Ella entró obedientemente. Antes de que la puerta de Ingresos se la tragara, dijo:
– Méndez, aquí tiene la llave de mi piso. ¿Quiere hacerme un favor?
– ¿Un favor yo a ti? ¿Y por qué?
– Tengo una jaula con dos pájaros que se van a morir de hambre y de sed. Están allí, en el piso, ¿sabe? Póngales alpiste y agua y pregunte si alguien los quiere. No merecen una muerte tan cruel, los pobrecillos. ¿Me puede hacer ese favor?
– Yo, el terror de los barrios bajos, dando de comer a dos pajaritos. Lo que me faltaba.
Pero Méndez le hizo el favor. Y fue entonces cuando entró en aquel piso pequeño, retorcido, sin vistas, que se había hecho sólo para la luz de las noches. Y también fue entonces cuando se fijó en aquel retrato de la pared. Era un retrato gris y que parecía resumir todos los años muertos, toda la tristeza de las baldosas y del aire de la casa. Sin embargo, pudo haber sido en otro tiempo un retrato hermoso.
«¿No es este el hombre que denunció el robo?», pensó Méndez. «¿No era este el amiguito de la muerta?».
En la foto estaba con Marlene, una Marlene vestida de novia. Y se veía perfectamente el anillo. Era el de la boda, era el mismo que Marlene había robado del piso de la mujer, aprovechando la confusión del entierro.
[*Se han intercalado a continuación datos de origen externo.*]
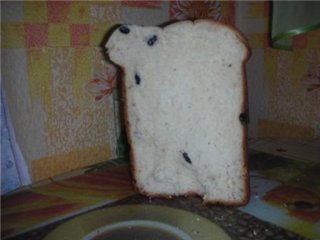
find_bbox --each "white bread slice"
[106,20,249,205]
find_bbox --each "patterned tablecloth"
[1,142,320,239]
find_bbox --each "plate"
[45,205,231,240]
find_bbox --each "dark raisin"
[134,74,141,85]
[239,112,249,124]
[147,35,158,46]
[293,201,315,210]
[182,152,192,164]
[119,25,130,34]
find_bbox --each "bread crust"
[114,19,250,206]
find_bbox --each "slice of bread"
[106,20,249,205]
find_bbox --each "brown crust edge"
[110,19,251,206]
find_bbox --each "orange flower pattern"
[85,65,117,101]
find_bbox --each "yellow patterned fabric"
[1,1,235,181]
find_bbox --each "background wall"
[1,1,320,184]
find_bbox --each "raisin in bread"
[106,20,249,205]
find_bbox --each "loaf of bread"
[106,20,249,205]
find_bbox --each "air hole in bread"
[147,35,158,47]
[119,25,130,34]
[134,74,141,85]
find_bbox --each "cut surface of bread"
[106,20,249,205]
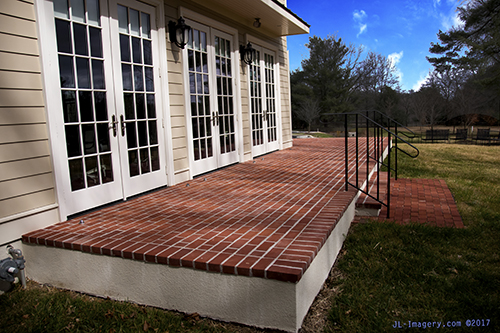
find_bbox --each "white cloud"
[439,6,463,30]
[412,72,429,92]
[352,10,368,37]
[352,10,367,22]
[356,24,367,37]
[387,51,403,82]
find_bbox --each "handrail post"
[366,112,370,188]
[394,123,398,180]
[356,113,359,186]
[387,146,391,219]
[344,113,349,191]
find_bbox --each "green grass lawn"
[0,144,500,333]
[326,145,500,332]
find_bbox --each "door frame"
[35,0,174,221]
[108,0,167,200]
[178,6,244,179]
[245,34,283,158]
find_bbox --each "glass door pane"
[214,36,236,154]
[264,53,278,143]
[117,5,160,177]
[54,0,115,192]
[249,50,264,146]
[186,29,212,161]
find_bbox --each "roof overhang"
[193,0,309,37]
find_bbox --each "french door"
[184,22,239,175]
[249,47,279,156]
[47,0,166,215]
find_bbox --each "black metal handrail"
[325,110,420,218]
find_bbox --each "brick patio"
[378,179,464,228]
[23,138,378,282]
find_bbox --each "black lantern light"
[240,43,255,65]
[168,16,191,49]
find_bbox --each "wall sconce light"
[240,43,255,65]
[168,16,191,49]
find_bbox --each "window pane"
[149,120,158,145]
[76,58,90,89]
[73,23,89,56]
[85,156,101,187]
[53,0,69,19]
[146,94,156,118]
[130,9,140,36]
[97,123,111,153]
[122,64,132,91]
[59,55,75,88]
[82,124,97,155]
[92,59,106,89]
[120,35,130,62]
[135,94,146,119]
[118,5,128,34]
[94,91,108,121]
[89,27,102,58]
[62,90,78,123]
[132,37,142,64]
[134,66,144,91]
[123,93,135,120]
[144,67,155,91]
[64,125,82,157]
[151,147,160,171]
[56,19,73,53]
[142,40,153,65]
[87,0,101,26]
[78,91,94,122]
[126,123,137,149]
[137,121,148,147]
[71,0,85,22]
[141,13,151,38]
[128,150,139,177]
[141,148,150,173]
[101,154,113,184]
[68,158,85,191]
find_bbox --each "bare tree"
[295,98,321,132]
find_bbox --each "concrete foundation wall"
[23,193,356,332]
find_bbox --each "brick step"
[356,172,387,216]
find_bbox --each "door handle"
[212,111,219,126]
[120,114,125,136]
[108,115,118,137]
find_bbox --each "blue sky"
[287,0,460,90]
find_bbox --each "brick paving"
[379,179,464,228]
[23,138,378,282]
[354,172,464,228]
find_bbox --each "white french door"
[184,22,239,176]
[110,0,167,197]
[248,46,279,156]
[42,0,166,215]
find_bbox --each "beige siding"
[0,0,55,222]
[165,0,291,172]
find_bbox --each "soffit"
[190,0,309,37]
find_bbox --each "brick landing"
[23,138,376,282]
[356,179,464,228]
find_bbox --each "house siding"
[0,0,57,245]
[165,0,292,169]
[0,0,300,246]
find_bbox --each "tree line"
[290,0,500,130]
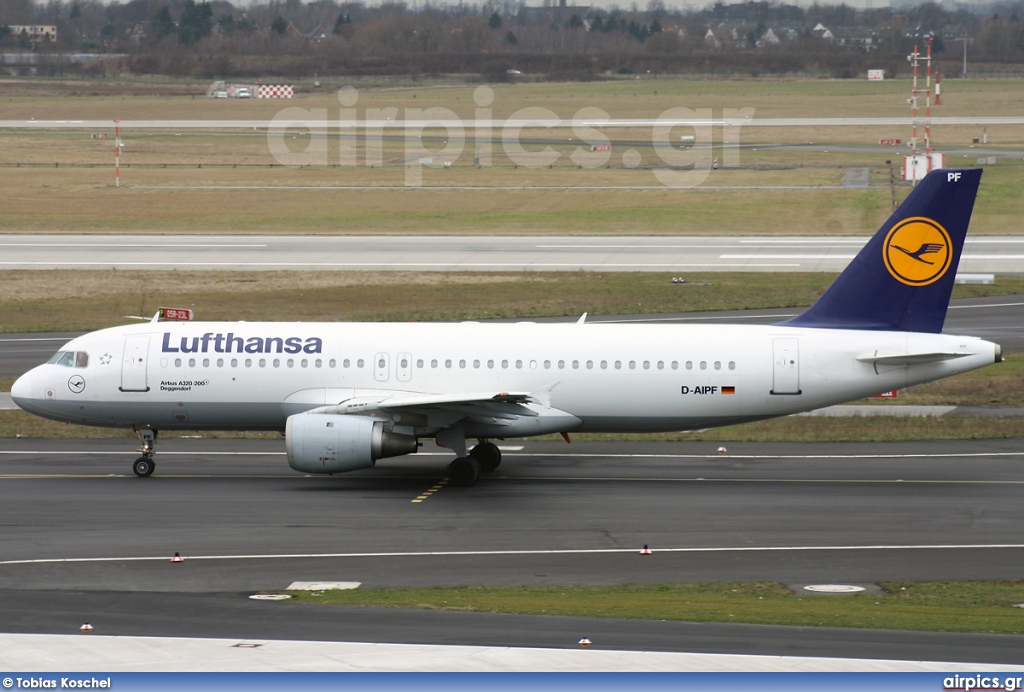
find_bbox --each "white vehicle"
[11,169,1001,486]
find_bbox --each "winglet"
[782,169,981,334]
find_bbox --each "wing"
[299,382,582,429]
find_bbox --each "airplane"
[11,169,1002,487]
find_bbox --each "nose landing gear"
[131,428,157,478]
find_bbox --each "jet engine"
[285,413,417,473]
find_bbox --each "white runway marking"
[719,253,1024,261]
[0,544,1024,565]
[0,243,268,248]
[0,258,802,269]
[0,448,1024,458]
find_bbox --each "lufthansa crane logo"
[882,216,953,286]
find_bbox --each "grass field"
[0,79,1024,234]
[280,581,1024,635]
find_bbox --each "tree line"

«De modo que este tío plantó a Marlene, la dejó hecha polvo y encima le regaló el anillo a la otra. La has cagado, Méndez».
Se llevó la jaula de los pájaros. Se los mostraría al juez diciendo que Marlene no iba a poder cuidarlos desde la cárcel, y que haría un bien dejándola libre. ¿Quién sabe si habría suerte?… Los jueces son unos sentimentales a veces. Pueden no apiadarse de una mujer, pero a veces se apiadan de dos pájaros.